The Bad Place by Dean R. Koontz

He kept probing at the dark wall in his mind, behind which his entire

life was concealed. Diligently, he sought the tiniest chink through

which he might glimpse a memory. If he could find one crack, he was

sure that the entire facade of amnesia would come tumbling down. But

the barrier was smooth and flawless.

When he switched off the lights, he could not sleep.

The Santa Anas had abated. He could not blame his insomnia on the noisy

winds.

Although the amount of blood on the sheets had been minimal and though

it had dried since he’d awakened from his nap earlier in the day, he

decided that the thought of lying in bloodstained bedclothes was

preventing him from nodding off. He snapped on a lamp, stripped the

bed, turned up the heat, stretched out in the darkness again, and tried

to sleep without covers.

No good.

He told himself that his amnesia-and the resultant loneliness and sense

of isolation-was keeping him awake. Although there was some truth in

that, he knew that he was kidding himself.

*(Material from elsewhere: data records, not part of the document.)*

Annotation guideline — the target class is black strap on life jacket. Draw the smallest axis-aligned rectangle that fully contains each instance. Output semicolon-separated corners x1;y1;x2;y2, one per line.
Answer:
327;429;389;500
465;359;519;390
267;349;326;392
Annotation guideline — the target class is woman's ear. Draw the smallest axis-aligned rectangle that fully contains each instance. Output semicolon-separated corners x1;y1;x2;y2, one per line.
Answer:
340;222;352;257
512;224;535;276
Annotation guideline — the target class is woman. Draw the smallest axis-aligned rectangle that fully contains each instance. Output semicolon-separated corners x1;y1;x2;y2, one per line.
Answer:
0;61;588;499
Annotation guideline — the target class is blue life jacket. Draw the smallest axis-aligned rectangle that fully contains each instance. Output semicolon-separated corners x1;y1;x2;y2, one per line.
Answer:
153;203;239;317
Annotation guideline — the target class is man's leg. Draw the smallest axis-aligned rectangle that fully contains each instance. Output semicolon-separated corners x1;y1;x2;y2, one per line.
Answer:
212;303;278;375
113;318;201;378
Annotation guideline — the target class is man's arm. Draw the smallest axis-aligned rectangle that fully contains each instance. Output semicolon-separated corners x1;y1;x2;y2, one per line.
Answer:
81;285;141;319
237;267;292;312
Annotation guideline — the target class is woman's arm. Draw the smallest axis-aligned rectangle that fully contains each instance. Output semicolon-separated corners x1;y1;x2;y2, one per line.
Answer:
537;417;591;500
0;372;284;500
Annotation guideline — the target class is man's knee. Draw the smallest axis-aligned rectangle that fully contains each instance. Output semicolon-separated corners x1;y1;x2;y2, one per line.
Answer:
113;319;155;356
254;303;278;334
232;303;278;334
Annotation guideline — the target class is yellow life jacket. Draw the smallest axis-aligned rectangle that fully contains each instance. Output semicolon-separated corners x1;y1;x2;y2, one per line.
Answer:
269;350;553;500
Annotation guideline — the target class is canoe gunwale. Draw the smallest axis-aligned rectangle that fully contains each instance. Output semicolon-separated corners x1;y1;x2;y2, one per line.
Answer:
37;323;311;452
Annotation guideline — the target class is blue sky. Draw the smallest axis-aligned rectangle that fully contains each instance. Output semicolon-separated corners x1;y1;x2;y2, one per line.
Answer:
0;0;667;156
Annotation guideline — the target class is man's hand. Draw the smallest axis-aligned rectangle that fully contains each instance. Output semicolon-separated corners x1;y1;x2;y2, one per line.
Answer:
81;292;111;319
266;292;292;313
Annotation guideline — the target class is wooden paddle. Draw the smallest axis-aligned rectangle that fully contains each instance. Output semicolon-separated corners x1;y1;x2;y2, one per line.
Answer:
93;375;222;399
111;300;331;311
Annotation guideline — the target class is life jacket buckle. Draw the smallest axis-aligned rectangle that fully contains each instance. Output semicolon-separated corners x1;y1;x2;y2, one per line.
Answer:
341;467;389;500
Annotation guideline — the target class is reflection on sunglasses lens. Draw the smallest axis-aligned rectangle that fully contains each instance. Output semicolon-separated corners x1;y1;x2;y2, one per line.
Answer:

The real reason he could not sleep was fear. Fear of where he might go

while sleepwalking. Fear of what he might do. Fear of what he might

find in his hands when he woke up.

DEREK SLEPT. In the other bed. Snoring so Thomas couldn’t sleep. He

got up and stood by the window looking out. The moon was gone. The

dark was very big.

He didn’t like the night. It scared him. He liked sunshine and flowers

all bright, and grass looking green, and blue all over so you felt like

there was a lid on the world to keep everything down here on the ground

and in place. At night the colors were gone, and the world was empty,

like somebody took the lid off and let in a lot of nothingness, and

looked up at all that nothingness and you felt you might just float away

like the colors, float up and away and out of the world, and then in the

morning when they put the lid back on, you wouldn’t be here, you’d be

out there somewhere, and you could never get back in again. Never.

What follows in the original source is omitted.